The minority community including Buddhist, Christians and Adibashis in Bangladesh participated in the War of Liberation so that in the newly liberated country we would enjoy equal status and rights along with the majority community. But in practice, the persecution of the Hindus continued like Pakistani days even after independence. The forms of oppression of the religious minorities are manifold.
Constitutionally, The Hindus have been downgraded by introduction of Islam as State religion of Bangladesh;
Economically, they have been crippled through systematic discriminatory laws like Enemy turned Vested Property Act and unequal application of laws and practices;
Politically,The Hindus have been segregated and alienated from the mainstream rather they become stooge of so-called secularism; The great Bengali Hindu race have been made a non-entity in different government institutions including army, police, judicial and administrative and non-government services like Bank and industries; the religious minorities are under threat of conversion i.e. socially, culturally and observing religious rites, they are insecure.

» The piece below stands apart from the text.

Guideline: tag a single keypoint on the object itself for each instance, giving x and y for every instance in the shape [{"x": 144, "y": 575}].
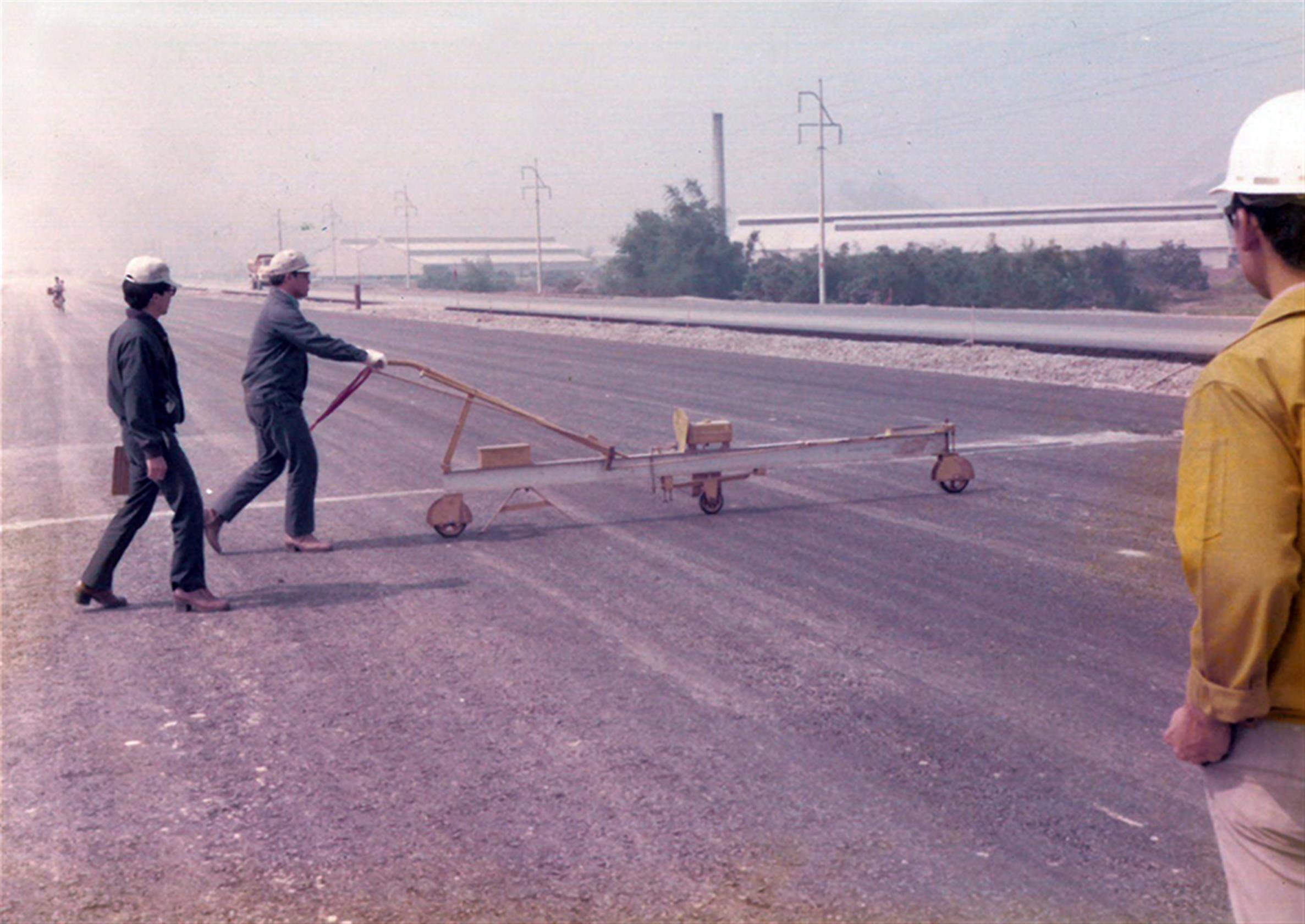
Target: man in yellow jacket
[{"x": 1241, "y": 531}]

The recent atrocities on minorities in Bangladesh prove their persistent exploitation for the majority’s gains the same way they were discriminated against in the past, academics observed at an international workshop yesterday.
They also criticized the democracy of the majority and recommended its amendments reasoning that minorities are not given due attention in such a system.
“Minorities in Bangladesh become target of pre-electoral violence in a democracy ruled by the majority for political gains as seen in the recent cases in Ramu and Rangamati for instance,” said panel speaker Dr Amena Mohsin, professor of international relations at Dhaka University.
The political blame game of one political party accusing another centering the attack on Ramu Buddhists puts in perspective the kind of politics prevailing in Bangladesh, she told the workshop, “Controversial Democratic Spaces: Land, Environment and Human Rights in Bangladesh”, at DU Senate Bhaban.(DS,18Oct.12)
Many believed that the agony of the Hindus would be over and they would regain their lost honor with the liberation of Bangladesh in December 1971. It was entirely a mistaken notion. By and large, the successive Governments in liberated Bangladesh have followed the same policy as was pursued and practiced by Pakistan towards her Hindu and other minorities. The state turned authoritarian for fifteen years (1975-1990), military dictators ruled the country the initial constitutional commitment was gradually diluted by successive amendments through a martial law ordinance. In a study on minorities and politics of vengeance for over last seven decades, how millions of people have been killed or driven out of their homeland because of difference of religions.
Unless there is a radical change of policies and establishing constitutional equal rights including (for proportional representation in jobs (both civil and army and police) and reserved seats in parliament, municipalities, university syndicates and high court benches) on the part of the present Bangladesh Government towards its Hindu minority, their future is indeed bleak and uncertain. They will, therefore, have to opt one of the options out of the three ( Hindu can embrace Islam, leave the country or commit suicide”). They may abandon their hearths and home in sorrow but in panic.
Who knows what is in the womb of the future?